From: Arthur Ryman [mailto:ryman@ca.ibm.com] 
Sent: Tuesday, May 23, 2006 8:57 AM
To: Jonathan Marsh
Cc: www-ws-desc@w3.org; www-ws-desc-request@w3.org
Subject: RE: Component Values Must Be Context Independent
 

Jonathan, 

Yes, there is a {parent} property for each child component. The idea is 
that to compute equivalence, you look at the non-reference properties and 
the child components. You compare the reference properties by value, i.e. 
don't traverse into the referenced component if it is not a child. This 
let's you compute equivalence based on the contents of the document that 
contains the enclosing top-level component, i.e. you don't have to look at 
other documents. 

Arthur Ryman,
IBM Software Group, Rational Division

blog: http://ryman.eclipsedevelopersjournal.com/
phone: +1-905-413-3077, TL 969-3077
assistant: +1-905-413-2411, TL 969-2411
fax: +1-905-413-4920, TL 969-4920
mobile: +1-416-939-5063, text: 4169395063@fido.ca 

"Jonathan Marsh" <jmarsh@microsoft.com> 
Sent by: www-ws-desc-request@w3.org 
05/22/2006 08:20 PM 


To
Arthur Ryman/Toronto/IBM@IBMCA, <www-ws-desc@w3.org> 
cc
 
Subject
RE: Component Values Must Be Context Independent
 


 
 




Can you explain a bit more the difference between so-called ?child 
components? and ?non-child components??  I couldn?t find these 
distinguished clearly in the spec.  Do you just mean the parent property? 
  
 


From: www-ws-desc-request@w3.org [mailto:www-ws-desc-request@w3.org] On 
Behalf Of Arthur Ryman
Sent: Thursday, April 20, 2006 4:20 PM
To: www-ws-desc@w3.org
Subject: Component Values Must Be Context Independent 
  

Components can be brought into a component model instance through <import> 
and <include>. For scalability purposes, it is highly desirable for the 
value of a component to be independent of the context that it was brought 
it. 

The use case is a development tool for SOA applications that needs to 
support hundreds or thousands of services. The tool needs to validate the 
service definitions. The requirement is that the time to do this be 
linear. We are currently experiencing performance problems validating 
large sets of WSDL 1.1 documents.

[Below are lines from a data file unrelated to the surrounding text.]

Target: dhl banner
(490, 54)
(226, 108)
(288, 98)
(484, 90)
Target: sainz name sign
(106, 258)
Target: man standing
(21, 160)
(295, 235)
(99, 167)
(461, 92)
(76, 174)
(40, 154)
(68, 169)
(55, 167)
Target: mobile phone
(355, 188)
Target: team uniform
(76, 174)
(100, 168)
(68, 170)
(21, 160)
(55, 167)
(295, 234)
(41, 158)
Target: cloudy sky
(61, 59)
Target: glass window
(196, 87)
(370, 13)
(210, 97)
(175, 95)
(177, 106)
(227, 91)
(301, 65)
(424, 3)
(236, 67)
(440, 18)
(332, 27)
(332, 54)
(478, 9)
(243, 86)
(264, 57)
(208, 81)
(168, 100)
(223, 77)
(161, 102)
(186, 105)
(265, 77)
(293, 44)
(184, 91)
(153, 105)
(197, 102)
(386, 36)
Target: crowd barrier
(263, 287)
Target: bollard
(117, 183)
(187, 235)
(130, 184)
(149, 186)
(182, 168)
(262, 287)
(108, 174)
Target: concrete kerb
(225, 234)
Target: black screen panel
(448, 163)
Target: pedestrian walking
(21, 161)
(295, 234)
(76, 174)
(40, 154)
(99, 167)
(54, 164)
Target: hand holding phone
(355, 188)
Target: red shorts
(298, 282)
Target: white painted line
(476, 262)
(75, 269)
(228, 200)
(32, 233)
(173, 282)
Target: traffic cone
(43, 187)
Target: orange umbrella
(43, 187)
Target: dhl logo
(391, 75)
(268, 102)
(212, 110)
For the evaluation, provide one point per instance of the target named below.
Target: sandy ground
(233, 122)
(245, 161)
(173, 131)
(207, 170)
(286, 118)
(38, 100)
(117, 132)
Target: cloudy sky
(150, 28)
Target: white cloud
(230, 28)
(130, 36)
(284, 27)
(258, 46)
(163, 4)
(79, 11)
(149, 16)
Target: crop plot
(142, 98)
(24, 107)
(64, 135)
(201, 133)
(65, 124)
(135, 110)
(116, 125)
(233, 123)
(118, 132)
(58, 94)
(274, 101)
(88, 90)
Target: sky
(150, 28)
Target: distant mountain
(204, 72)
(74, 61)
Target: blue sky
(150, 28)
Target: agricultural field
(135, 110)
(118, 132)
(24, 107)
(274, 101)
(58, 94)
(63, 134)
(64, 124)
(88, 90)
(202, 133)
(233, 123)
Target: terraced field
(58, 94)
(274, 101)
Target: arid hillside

We need to have an spec-compliant 
optimization for WSDL 2.0. 

Ideally, a tool should be able to compute the components directly defined 
in a document without looking at any of the imports or includes. There are 
two problems now that prevent this: 

1. In theory, we allow extensions that could alter the semantics of 
imported or included components. However, there is no requirement or use 
case for this flexibility, much less a realistic, compelling one. Note 
that this is actually a real problem in XML Schema, e.g. due to "features" 
such as cameleon includes, and <redefine>, you need to know the context in 
which a document is included. 

2. The current definition of component equivalence is recursive in the 
sense that to test if two components are equivalent, it is necessary to 
determine if all of the components they refer to are equivalent. In effect 
this means that you have to construct the entire component model instance 
in order to resolve the references to the other components. 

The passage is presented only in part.